Morei os primeiros catorze anos da minha vida em uma praia minúscula e isolada, encravada na divisa entre Paraty e Angra dos Reis, no litoral sul do Rio de Janeiro. O lugar, com 300 casas e pouco mais de 800 habitantes, é uma dessas vilas artificiais, construídas para funcionários da usina nuclear. Nossos pais eram todos engenheiros, físicos nucleares, biólogos, cientistas em geral, e nossas mães eram todas professoras ou donas de casa. Eram muito poucos os que conheciam outra realidade fora daquela praia. Pobreza, discriminação, violência, poluição, congestionamento, qualquer coisa que viesse como produto direto ou indireto da modernidade nos era estranho. Não era raro parar a aula para que todos pudessem ver um avião passando, e a primeira vez que vi uma porta automática foi com 14 anos.

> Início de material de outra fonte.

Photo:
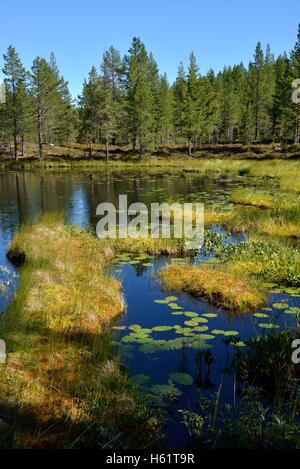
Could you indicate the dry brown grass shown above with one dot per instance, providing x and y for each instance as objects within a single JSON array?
[
  {"x": 219, "y": 287},
  {"x": 62, "y": 380}
]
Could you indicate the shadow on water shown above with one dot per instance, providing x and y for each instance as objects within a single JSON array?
[{"x": 24, "y": 195}]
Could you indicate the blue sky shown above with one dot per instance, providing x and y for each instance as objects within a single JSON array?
[{"x": 220, "y": 32}]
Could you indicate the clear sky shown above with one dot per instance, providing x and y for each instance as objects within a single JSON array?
[{"x": 220, "y": 32}]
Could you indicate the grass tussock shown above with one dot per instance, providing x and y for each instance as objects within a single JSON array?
[
  {"x": 219, "y": 287},
  {"x": 62, "y": 385}
]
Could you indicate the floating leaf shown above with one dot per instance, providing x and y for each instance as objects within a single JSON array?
[
  {"x": 170, "y": 299},
  {"x": 134, "y": 327},
  {"x": 280, "y": 305},
  {"x": 200, "y": 328},
  {"x": 200, "y": 319},
  {"x": 190, "y": 314},
  {"x": 182, "y": 378},
  {"x": 206, "y": 336},
  {"x": 261, "y": 315},
  {"x": 191, "y": 323},
  {"x": 140, "y": 379},
  {"x": 174, "y": 306},
  {"x": 268, "y": 326},
  {"x": 217, "y": 332},
  {"x": 162, "y": 328}
]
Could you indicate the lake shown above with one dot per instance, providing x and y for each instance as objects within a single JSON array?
[{"x": 172, "y": 375}]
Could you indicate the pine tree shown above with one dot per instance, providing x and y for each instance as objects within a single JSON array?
[
  {"x": 295, "y": 62},
  {"x": 179, "y": 90},
  {"x": 89, "y": 110},
  {"x": 16, "y": 95},
  {"x": 139, "y": 96},
  {"x": 192, "y": 104}
]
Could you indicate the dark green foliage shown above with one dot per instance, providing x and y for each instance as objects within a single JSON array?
[{"x": 129, "y": 102}]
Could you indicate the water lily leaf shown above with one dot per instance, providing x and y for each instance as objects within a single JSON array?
[
  {"x": 140, "y": 379},
  {"x": 201, "y": 328},
  {"x": 280, "y": 305},
  {"x": 182, "y": 378},
  {"x": 217, "y": 332},
  {"x": 261, "y": 315},
  {"x": 174, "y": 306},
  {"x": 268, "y": 326},
  {"x": 200, "y": 319},
  {"x": 191, "y": 323},
  {"x": 200, "y": 344},
  {"x": 134, "y": 327},
  {"x": 206, "y": 336},
  {"x": 162, "y": 328},
  {"x": 170, "y": 299},
  {"x": 190, "y": 314}
]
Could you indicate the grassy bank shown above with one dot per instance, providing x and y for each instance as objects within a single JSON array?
[
  {"x": 62, "y": 385},
  {"x": 221, "y": 288}
]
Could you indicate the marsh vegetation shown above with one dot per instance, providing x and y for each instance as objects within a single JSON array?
[{"x": 106, "y": 338}]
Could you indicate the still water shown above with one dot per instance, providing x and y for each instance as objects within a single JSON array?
[{"x": 162, "y": 369}]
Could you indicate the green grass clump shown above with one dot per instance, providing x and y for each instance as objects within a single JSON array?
[{"x": 62, "y": 385}]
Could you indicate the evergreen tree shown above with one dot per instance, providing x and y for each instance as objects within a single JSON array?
[
  {"x": 179, "y": 90},
  {"x": 16, "y": 95},
  {"x": 89, "y": 110},
  {"x": 192, "y": 118},
  {"x": 139, "y": 96}
]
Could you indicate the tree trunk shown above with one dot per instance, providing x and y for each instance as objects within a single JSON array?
[
  {"x": 190, "y": 147},
  {"x": 297, "y": 131},
  {"x": 15, "y": 139},
  {"x": 107, "y": 151},
  {"x": 23, "y": 146},
  {"x": 40, "y": 136}
]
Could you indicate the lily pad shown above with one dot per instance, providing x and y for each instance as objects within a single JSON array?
[
  {"x": 140, "y": 379},
  {"x": 280, "y": 305},
  {"x": 268, "y": 326},
  {"x": 182, "y": 378},
  {"x": 201, "y": 328},
  {"x": 174, "y": 306},
  {"x": 170, "y": 299},
  {"x": 191, "y": 323},
  {"x": 134, "y": 327},
  {"x": 162, "y": 328},
  {"x": 190, "y": 314},
  {"x": 261, "y": 315}
]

O mar, por outro lado, que muitos passam a vida sem ver, era uma presença insistente na nossa pequena vila, e uma das únicas opções de entretenimento. Crescemos construindo castelinhos de areia, surfando, empinando pipa e jogando futebol na sua borda. A praia, limpa, deserta e com ondas bravias, era limitada à areia quando éramos crianças e estávamos sozinhos. Experimentei a fúria do meu pai e de outros pais aos sete anos quando, numa tarde, acabei indo dar um mergulho com um amigo sem aviso prévio. Os adultos temiam o mar porque era um dos poucos jeitos de morrer por ali, mas conseguíamos encontrar outros. Meu vizinho de dez anos ateou fogo no próprio corpo com uma garrafa de álcool tentando destruir um formigueiro (alguns anos depois morreu em um racha no Rio de Janeiro), um amigo teve a cabeça aberta em um corte profundo durante uma briga de escola na segunda série, e ainda houve um que botou fogo na própria casa com uma vela quando tinha menos de dez anos.
“Crescer naquela praia proporcionou momentos inesquecíveis: olhar pela primeira vez a vida marinha com óculos de mergulho, ver os golfinhos fazendo graça pela manhã no caminho para a escola, ver o céu quase toda noite coberto de estrelas que não são possíveis de serem vistas na cidade grande, tudo isso foi bom.”
Fora isso, e as brincadeiras de rua (o jogo conhecido em São Paulo como “taco” e em qualquer outra parte do mundo como “bete” ou “bets”, era o mais popular), não havia o que fazer. O comércio se restringe até hoje a uma padaria, um açougue, uma farmácia, um restaurante por quilo, um salão, uma loja de roupas, uma academia e uma lanchonete. O cinema e o hospital mais próximos ficavam a 12 quilômetros de distância, e se alguém quisesse ir a um McDonald’s deveria encarar uma viagem de duas horas e meia pelo menos. Éramos compelidos à natureza por motivos de força maior, mas gostávamos de videogames, luzes, efeitos visuais e coisas importadas. Meu pai, que mora lá até hoje, de vez em quando dirige 250 quilômetros até o Rio de Janeiro para passar o dia no Barra Shopping.
Crescer naquela praia proporcionou momentos inesquecíveis: olhar pela primeira vez a vida marinha com óculos de mergulho, ver os golfinhos fazendo graça pela manhã no caminho para a escola, ver o céu quase toda noite coberto de estrelas que não são possíveis de serem vistas na cidade grande, tudo isso foi bom. Mas hoje é difícil pra muitos de nós passar mais do que uma semana por ali sem morrer de tédio. Um dos meus amigos, o Paulo, sequer visita a casa do pai. Prefere esperar que ele vá visita-lo no Rio de Janeiro, onde há vida noturna. Uma vez tomado pelo ritmo da urbe, é difícil voltar ao marasmo daquela praia sem sentir a estagnação no tempo. Para outros, em contrapartida, é um alívio voltar para lá e poder pegar onda, ir de caiaque até alguma das ilhas próximas à orla ou fumar maconha todo dia sem se preocupar com nada além de botar a cerveja para gelar.
O que salva o resto da sanidade mental de nossos pais, hoje em vias de se aposentar, é a TV a cabo e a internet – maneiras de se conectar com o mundo mesmo vivendo em estado de isolamento constante. É o que fazem depois que chegam do trabalho. Ligam a TV e acessam a internet. A praia mesmo, quase ninguém vai. Enche o saco. Passamos o dia na internet e damos risada dos amigos que nos visitam no verão e dizem que poderiam morar ali facilmente, porque aquilo sim era um paraíso. Como diria aquela música do Talking Heads, se isso é o paraíso, amigo, então me dá um cortador de grama.